But that sort of opinion, appearing with surprising frequency, asserts a thing that is strange: that art comes before life. Patently wrong! There is no art without life. Think about it. Maybe art isn't the biggest thing in life. Maybe it is not first--maybe it should not be first.
I am engaged in a kind of life struggle to create a soul that is, despite all, beautiful and worthy. I do this only in part by building edifices of words. Somehow this increases me, readies me, steadies me. My intense joy in playing with words and telling stories is one of the things that makes me bigger on the inside.
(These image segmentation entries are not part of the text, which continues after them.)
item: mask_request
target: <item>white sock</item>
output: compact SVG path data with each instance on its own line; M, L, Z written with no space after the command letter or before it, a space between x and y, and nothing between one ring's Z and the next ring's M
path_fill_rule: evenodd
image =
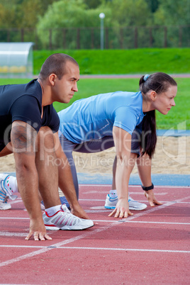
M12 193L18 192L17 180L13 176L9 176L5 180L5 186L9 188Z
M116 198L118 196L116 189L110 190L109 196L110 196L111 198Z
M58 212L58 211L62 210L61 206L62 205L54 206L53 207L48 208L45 209L45 211L48 216L52 216Z
M111 198L116 198L118 196L117 190L116 189L110 190L109 196ZM128 194L128 199L129 199L129 194Z

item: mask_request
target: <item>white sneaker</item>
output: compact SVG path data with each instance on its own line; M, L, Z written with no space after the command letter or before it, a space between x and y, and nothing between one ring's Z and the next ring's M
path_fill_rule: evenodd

So these forgotten writers: do we pity them? I do not. They dog-paddled or swam in the great ocean of words and art. Without them, the ocean would have been a smaller place, perhaps too small to hold great whales. Without the reaching after story and art, their lives would have been dwindled things.
Grumpy and possibly unfair, an insomniac's questions at 2:00 a.m.--
On gratefulness
I had a lovely week of letters and comments from people in the arts and readers about A Death at the White Camellia Orphanage. As I still feel that the book is nigh-invisible, this cheerfulness was unexpected. I'm very grateful to those of you who complete my book (that one or others) by reading it. The tale is nothing at all without you.
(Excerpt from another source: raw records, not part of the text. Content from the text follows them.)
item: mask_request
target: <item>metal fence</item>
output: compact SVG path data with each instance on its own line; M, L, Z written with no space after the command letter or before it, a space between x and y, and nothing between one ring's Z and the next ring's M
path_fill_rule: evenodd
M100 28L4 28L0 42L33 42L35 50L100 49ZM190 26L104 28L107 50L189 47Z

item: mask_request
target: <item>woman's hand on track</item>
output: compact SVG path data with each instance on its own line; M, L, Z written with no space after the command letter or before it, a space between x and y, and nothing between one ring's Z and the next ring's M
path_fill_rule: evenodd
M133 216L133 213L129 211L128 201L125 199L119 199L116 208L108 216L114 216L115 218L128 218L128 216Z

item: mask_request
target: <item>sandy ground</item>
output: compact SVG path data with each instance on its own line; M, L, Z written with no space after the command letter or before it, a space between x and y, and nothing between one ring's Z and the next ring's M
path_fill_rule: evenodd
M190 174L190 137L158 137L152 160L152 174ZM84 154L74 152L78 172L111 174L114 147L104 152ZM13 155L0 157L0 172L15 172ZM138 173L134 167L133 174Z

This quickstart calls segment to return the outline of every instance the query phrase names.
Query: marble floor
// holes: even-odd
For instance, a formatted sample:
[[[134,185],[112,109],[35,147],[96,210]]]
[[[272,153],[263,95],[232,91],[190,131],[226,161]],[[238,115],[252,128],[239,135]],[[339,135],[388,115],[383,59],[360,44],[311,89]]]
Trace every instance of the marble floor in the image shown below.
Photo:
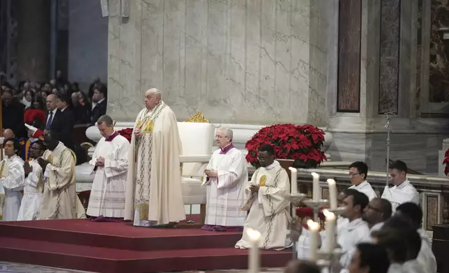
[[[264,268],[261,272],[282,272],[284,268]],[[86,271],[63,270],[54,267],[47,267],[33,265],[24,265],[0,261],[0,272],[8,273],[90,273]],[[245,270],[210,270],[210,271],[186,271],[188,273],[246,273]],[[176,273],[176,272],[171,272]]]

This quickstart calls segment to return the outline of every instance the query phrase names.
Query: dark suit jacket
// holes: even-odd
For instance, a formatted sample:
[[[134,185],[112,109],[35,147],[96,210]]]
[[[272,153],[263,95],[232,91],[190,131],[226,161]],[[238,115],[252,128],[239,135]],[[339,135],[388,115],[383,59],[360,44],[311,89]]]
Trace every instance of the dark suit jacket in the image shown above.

Tiny explanation of my word-madness, somewhat like a manifesto--
I was given a gift. I did nothing to deserve it. All deserving comes simply from the degree to which I can increase the gift through fresh creation without falling under the sway of the fashionable lures and Babel-babble of my time.
This is, quite simply, a moral demand.
A call on my life is to not bury my talent in the ground but wield it, sometimes like a sword, sometimes like a song--like a thousand changing things. All this and more I strive to do in, as an editor friend wrote me this evening, my "hard-earned freedom."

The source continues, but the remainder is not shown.